Она пожимает плечами – не знает.
– Повернись-ка…
Хозяйка произнесла это шепотом, и слова повисли во влажном, насыщенном ароматными парами воздухе спальни. Привычка не в состоянии притупить особый смысл этого приказания.
Она поворачивается, чувствует, как напрягаются ягодицы, слышит, как падают капли воды с вынырнувшей из ванны руки. Первое прикосновение – пока еще нерешительное, пальцы поглаживают подколенные ямочки, поднимаются выше, по бедрам, к ягодицам, касаются их нежно-нежно… Она чувствует, как набухает все там, внизу; как же это просто. Вспомни.
– Эусебия…
Девятнадцать раз она подставляла лицо дождям позднего лета, потом, после «Эу-се-бии», прошло еще три лета. С последнего раза минуло пять полнолуний, и сегодня ночью, далеко-далеко от этого Ри-има трое глупцов уставятся в темное небо, на шестую полную луну, и будут вспоминать ее и думать, что она мертва.
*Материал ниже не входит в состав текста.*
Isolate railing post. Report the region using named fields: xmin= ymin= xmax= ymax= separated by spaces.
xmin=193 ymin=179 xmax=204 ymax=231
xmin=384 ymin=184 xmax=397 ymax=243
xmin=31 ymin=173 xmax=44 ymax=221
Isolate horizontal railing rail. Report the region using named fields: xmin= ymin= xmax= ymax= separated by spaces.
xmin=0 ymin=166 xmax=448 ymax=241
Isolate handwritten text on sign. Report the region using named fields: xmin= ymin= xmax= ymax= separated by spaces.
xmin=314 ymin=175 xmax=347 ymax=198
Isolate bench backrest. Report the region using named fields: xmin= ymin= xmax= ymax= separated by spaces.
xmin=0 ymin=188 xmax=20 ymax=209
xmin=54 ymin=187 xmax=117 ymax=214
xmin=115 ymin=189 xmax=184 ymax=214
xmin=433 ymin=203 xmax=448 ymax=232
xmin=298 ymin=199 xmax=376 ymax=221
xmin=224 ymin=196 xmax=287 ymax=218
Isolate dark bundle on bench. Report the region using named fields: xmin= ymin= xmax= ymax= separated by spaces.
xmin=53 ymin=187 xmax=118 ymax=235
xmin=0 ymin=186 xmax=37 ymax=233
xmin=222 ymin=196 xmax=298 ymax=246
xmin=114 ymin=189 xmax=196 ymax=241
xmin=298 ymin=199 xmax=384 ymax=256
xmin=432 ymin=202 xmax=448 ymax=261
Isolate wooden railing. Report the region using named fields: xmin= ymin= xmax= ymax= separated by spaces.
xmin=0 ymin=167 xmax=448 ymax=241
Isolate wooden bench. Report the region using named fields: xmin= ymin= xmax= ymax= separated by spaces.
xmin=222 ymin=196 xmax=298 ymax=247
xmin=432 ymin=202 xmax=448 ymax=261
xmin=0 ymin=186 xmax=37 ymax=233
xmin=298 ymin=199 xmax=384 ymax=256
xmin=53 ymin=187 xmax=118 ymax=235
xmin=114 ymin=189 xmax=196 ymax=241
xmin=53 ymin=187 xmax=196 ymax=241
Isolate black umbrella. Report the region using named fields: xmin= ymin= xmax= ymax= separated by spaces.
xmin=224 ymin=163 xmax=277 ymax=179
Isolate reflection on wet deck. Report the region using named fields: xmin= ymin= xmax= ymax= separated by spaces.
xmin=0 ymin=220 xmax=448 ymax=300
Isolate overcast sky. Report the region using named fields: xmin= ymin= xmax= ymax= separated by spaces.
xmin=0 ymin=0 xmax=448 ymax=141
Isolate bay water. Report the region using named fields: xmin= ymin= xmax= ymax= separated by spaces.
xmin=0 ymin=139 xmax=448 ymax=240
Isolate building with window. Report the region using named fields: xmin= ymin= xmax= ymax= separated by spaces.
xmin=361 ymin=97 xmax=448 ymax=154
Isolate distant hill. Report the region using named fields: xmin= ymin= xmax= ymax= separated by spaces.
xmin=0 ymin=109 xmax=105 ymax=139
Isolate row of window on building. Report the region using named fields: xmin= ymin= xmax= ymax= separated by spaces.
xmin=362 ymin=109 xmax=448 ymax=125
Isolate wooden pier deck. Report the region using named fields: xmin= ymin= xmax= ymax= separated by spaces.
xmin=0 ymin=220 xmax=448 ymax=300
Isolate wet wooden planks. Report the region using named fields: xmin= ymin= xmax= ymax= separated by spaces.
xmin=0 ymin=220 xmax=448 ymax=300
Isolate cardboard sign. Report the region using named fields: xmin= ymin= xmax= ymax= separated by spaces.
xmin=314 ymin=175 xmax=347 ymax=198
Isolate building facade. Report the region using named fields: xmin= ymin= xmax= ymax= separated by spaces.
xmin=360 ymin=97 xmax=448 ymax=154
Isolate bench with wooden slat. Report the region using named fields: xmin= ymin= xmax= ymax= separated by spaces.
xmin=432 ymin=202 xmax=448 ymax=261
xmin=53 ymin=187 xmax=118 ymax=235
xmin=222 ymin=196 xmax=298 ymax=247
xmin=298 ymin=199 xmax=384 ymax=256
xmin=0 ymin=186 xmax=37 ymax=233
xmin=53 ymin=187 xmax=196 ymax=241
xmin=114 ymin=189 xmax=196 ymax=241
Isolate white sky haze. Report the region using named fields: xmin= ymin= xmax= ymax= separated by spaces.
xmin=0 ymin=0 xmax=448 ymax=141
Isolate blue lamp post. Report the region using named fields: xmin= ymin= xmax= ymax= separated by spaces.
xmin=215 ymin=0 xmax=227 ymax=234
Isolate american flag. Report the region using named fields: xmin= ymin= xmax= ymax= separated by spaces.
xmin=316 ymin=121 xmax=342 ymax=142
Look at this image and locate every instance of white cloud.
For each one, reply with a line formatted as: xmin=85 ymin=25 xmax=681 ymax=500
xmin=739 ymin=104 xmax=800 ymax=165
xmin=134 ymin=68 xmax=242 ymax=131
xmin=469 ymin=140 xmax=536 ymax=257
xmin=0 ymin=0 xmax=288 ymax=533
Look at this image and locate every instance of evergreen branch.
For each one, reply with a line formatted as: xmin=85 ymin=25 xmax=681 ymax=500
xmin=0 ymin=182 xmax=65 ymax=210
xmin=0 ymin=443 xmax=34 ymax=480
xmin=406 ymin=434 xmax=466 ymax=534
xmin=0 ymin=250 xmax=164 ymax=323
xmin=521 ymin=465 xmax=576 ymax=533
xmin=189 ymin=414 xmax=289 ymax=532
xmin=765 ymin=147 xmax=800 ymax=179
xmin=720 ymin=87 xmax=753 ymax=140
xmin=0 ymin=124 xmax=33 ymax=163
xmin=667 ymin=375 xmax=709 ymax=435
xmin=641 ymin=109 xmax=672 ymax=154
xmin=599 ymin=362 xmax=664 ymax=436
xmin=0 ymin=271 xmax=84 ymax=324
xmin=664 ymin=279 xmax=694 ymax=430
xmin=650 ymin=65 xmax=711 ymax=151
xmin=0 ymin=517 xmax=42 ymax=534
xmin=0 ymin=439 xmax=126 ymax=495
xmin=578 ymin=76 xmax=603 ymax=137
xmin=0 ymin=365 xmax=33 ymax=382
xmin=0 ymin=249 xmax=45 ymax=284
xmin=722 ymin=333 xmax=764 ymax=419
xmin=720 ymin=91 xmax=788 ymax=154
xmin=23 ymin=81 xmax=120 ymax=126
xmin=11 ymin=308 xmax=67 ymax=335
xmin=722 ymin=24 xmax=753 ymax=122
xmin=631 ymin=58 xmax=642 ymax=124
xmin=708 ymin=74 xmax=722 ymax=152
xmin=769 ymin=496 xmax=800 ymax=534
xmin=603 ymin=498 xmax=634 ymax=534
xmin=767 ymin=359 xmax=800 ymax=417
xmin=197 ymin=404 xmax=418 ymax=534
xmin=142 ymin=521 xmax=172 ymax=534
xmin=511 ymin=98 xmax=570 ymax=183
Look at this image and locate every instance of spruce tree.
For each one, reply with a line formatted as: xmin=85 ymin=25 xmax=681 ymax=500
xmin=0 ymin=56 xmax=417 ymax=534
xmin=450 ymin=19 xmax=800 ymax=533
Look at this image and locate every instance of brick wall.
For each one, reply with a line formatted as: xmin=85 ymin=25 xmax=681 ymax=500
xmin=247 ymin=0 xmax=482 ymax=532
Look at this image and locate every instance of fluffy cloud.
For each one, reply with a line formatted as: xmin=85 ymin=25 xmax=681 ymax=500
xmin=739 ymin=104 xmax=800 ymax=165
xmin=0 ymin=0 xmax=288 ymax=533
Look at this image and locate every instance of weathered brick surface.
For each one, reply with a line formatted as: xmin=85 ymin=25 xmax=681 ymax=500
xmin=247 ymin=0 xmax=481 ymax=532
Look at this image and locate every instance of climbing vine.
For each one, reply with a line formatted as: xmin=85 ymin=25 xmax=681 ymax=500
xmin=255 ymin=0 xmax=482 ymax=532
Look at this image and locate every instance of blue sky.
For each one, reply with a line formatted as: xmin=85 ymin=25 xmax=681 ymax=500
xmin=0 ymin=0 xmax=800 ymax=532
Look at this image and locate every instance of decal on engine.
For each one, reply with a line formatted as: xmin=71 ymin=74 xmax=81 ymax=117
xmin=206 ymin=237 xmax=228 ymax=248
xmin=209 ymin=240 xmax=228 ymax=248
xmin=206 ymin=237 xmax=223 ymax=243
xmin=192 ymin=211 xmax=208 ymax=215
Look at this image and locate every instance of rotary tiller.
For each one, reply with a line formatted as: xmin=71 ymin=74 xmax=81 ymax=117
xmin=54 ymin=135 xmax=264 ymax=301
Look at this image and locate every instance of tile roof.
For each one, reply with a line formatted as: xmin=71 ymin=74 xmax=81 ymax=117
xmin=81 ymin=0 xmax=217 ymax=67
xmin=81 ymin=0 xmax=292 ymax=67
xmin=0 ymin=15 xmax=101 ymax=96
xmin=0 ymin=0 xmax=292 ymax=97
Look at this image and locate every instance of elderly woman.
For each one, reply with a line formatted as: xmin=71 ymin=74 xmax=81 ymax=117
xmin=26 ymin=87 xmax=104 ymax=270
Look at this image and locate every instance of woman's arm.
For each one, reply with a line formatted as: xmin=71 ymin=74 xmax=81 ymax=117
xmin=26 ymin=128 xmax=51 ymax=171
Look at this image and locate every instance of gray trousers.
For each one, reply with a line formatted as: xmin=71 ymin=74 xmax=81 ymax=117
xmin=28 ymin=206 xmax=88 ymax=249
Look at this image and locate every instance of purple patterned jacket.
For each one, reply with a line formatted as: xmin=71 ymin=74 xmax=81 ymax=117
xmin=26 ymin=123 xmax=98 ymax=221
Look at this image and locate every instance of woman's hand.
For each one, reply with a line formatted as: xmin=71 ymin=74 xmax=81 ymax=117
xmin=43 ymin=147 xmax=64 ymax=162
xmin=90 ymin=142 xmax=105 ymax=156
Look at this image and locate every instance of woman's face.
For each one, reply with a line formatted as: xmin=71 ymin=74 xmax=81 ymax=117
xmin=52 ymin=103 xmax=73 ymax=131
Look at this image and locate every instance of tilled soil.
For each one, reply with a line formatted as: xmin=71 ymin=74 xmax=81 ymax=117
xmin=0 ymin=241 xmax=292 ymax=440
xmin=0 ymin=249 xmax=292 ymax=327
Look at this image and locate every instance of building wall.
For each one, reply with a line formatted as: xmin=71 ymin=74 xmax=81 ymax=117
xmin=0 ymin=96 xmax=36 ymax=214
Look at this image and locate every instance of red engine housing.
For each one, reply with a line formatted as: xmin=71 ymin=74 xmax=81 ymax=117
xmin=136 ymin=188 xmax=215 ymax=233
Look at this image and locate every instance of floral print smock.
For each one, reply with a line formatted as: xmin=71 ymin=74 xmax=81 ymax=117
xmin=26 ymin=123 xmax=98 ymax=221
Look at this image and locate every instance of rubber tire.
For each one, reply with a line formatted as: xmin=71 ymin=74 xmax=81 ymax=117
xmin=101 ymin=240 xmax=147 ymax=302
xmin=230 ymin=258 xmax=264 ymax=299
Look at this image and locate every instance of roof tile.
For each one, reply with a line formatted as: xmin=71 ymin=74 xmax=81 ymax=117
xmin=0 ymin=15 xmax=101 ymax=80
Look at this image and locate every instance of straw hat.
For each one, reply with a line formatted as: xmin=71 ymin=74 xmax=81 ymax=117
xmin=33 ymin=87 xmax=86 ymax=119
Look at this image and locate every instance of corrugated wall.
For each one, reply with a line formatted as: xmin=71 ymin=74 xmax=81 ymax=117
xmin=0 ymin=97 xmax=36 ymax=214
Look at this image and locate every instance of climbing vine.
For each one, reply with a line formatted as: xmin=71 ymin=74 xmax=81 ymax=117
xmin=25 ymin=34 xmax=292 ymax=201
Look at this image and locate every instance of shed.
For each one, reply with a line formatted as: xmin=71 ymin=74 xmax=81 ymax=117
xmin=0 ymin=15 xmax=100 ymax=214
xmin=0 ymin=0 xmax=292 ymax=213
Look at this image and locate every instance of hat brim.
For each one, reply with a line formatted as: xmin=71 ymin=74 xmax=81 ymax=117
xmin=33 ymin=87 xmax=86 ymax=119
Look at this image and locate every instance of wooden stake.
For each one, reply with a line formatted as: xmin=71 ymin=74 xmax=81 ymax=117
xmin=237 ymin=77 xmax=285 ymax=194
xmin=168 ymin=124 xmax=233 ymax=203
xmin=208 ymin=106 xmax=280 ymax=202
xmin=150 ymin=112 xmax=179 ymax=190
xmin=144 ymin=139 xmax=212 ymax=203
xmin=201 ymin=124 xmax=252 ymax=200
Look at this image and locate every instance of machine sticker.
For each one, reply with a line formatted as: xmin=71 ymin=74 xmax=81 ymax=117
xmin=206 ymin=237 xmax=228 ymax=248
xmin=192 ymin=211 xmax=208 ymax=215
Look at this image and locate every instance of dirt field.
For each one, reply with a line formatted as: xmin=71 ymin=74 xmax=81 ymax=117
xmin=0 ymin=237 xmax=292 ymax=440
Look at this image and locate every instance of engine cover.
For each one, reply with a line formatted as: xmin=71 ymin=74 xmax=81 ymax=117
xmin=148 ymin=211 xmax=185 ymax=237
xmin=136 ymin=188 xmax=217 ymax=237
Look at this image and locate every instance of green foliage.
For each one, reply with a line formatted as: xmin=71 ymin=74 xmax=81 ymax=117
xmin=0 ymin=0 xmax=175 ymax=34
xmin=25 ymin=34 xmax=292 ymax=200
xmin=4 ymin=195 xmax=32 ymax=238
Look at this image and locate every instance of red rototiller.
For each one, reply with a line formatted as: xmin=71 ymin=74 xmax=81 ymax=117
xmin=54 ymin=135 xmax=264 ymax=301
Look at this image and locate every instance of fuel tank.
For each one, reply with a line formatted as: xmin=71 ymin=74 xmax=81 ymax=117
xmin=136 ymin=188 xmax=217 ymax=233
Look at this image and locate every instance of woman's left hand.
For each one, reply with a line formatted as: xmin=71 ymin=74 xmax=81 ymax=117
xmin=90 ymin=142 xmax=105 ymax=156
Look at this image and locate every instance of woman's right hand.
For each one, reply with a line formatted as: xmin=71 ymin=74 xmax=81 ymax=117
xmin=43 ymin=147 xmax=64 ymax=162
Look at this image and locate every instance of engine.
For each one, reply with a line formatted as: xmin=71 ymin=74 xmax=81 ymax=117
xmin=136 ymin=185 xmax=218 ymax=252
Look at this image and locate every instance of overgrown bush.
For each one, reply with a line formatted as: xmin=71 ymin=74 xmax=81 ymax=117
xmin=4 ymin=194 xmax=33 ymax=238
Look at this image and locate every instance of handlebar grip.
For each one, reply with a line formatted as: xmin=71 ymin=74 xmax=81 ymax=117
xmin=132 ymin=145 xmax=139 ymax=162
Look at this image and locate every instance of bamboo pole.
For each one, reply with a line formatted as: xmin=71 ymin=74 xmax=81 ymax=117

Теперь податься вперед, приблизиться к этому насыщенному паром дыханию, к губам, молчаливо ищущим укромную, ведущую к обители тьмы складку в нежной коже, к губам, расплетающим тугие колечки волос. Губы встречаются с другими, тающими, розовыми губами. Она медленно раздвигает ноги.
– Эусебия…
Она прожила на этом свете двадцать два года, преодолела пустыню, переплыла море. Она не принадлежит этому миру, но приняла его.
– Моя маленькая чернушка… – стонет позади нее Фьяметта.
Она ждет, когда в дело вступит такой знакомый толстый язык.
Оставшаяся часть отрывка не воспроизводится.